The espionage connection / Anything is possible
Ben-Ami Kadish was small time, believed to have taken classified documents from an arms firm.
When the Jonathan Pollard case broke in November 1985, journalists who had the scoop hesitated: Could it be that at a time when the Reagan administration had bolstered strategic cooperation with Israel, a Jewish American naval officer would spy for Israel? When they asked journalists writing for Israeli newspapers, the answer was unequivocal: It makes no sense, but because it has to do with Israel's government and defense establishment, anything is possible.

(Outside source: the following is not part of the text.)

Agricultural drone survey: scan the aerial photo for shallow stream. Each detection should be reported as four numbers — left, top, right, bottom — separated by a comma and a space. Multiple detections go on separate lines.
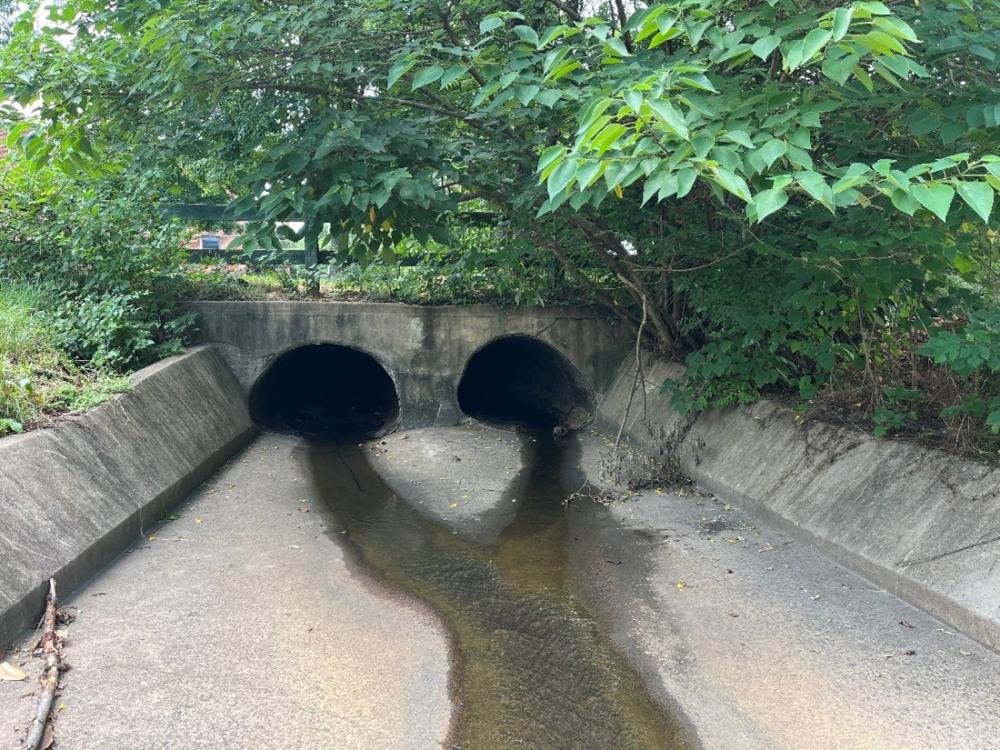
304, 433, 688, 750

A strange duality continues to characterize U.S.-Israel relations. The Israel Defense Forces and the military industries have professional ties with Picattiny Arsenal, an armaments development and testing facility in New Jersey, where the suspect in the current espionage case, Ben-Ami Kadish, worked. Mark Mershon, the FBI agent in charge of the investigation against Kadish, has close working relations with people in the Israeli police and intelligence services.
If the suspicions against Kadish are proven, he will be far from being Jonathan Pollard, even though his activities are believed to have preceded Pollard's. The arrest warrant issued against Kadish Tuesday does not name any payment, so unlike Pollard, it seems he was a volunteer. Compared with the wholesale transfer of documents by Pollard to his handlers during less than a year and a half of espionage, Kadish was small time, believed to have taken dozens of documents from the library at Picattiny Arsenal over the past six years.

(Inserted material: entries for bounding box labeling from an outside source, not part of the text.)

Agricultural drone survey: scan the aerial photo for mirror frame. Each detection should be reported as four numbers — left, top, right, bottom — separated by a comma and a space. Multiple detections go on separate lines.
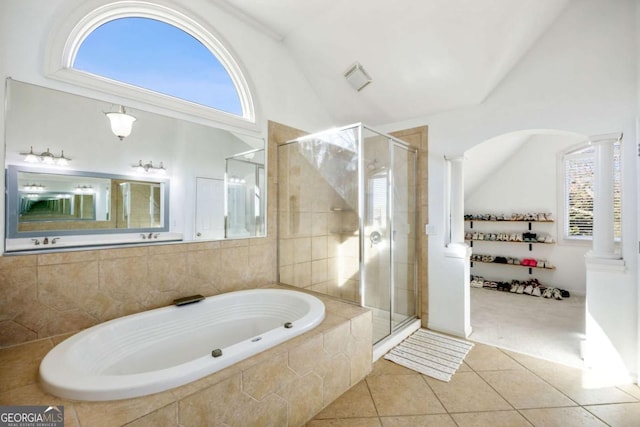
5, 165, 171, 240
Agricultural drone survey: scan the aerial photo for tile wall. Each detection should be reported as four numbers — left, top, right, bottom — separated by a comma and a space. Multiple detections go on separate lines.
0, 288, 372, 427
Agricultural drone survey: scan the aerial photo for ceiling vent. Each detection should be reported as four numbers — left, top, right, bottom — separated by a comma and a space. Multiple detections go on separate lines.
344, 62, 372, 92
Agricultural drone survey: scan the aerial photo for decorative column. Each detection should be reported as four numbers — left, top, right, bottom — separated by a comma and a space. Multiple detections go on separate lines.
445, 156, 467, 246
588, 134, 621, 259
582, 133, 624, 381
438, 156, 471, 338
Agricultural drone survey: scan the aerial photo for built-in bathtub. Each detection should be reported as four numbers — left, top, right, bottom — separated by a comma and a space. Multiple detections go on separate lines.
40, 289, 325, 401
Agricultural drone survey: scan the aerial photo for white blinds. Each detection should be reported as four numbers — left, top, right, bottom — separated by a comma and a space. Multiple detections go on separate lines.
564, 144, 622, 239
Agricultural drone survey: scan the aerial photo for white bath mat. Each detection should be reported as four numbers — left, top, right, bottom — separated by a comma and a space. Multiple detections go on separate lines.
384, 329, 473, 382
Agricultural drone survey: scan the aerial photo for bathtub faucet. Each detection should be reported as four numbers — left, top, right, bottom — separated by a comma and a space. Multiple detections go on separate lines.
173, 294, 204, 307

Yossi Yagur - not his real name - the scientific attache at the consulate in New York who was one of Pollard's handlers, is suspected of involvement with Kadish as well. Yagur did not run a ring of spies, and it is reasonable to think that each spy operated on his own.

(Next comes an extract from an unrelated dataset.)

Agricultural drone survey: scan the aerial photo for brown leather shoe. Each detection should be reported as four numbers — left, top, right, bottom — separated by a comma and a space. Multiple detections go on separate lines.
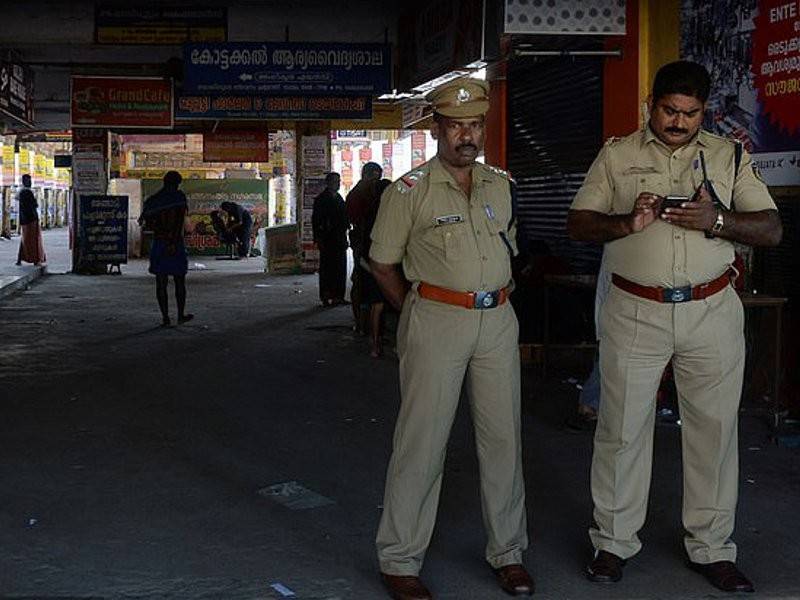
688, 560, 756, 593
493, 564, 533, 596
586, 550, 625, 583
381, 573, 433, 600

The Pollard affair, like the current one, was part of the work of the Bureau of Scientific Relations, which was dismantled and absorbed into the defense establishment's bureau in charge of security.
The BSR grew out of Israel's nuclear activities, the secret construction of the Dimona reactor, and until 1981 was headed by Benjamin Bloomberg. Defense Minister Ariel Sharon replaced Bloomberg with Rafi Eitan, a former Mossad officer and an adviser to prime minister Menachem Begin on counterterrrorism. Eitan resigned after it emerged that BSR was involved in the Pollard affair.
Another minister currently in the government who is familiar with Israel's espionage activities in the U.S. during the 1980s is Defense Minister Ehud Barak. At the time he was head of Military Intelligence and was among those who used the information provided by Pollard, even though he did not necessarily know the spy's background.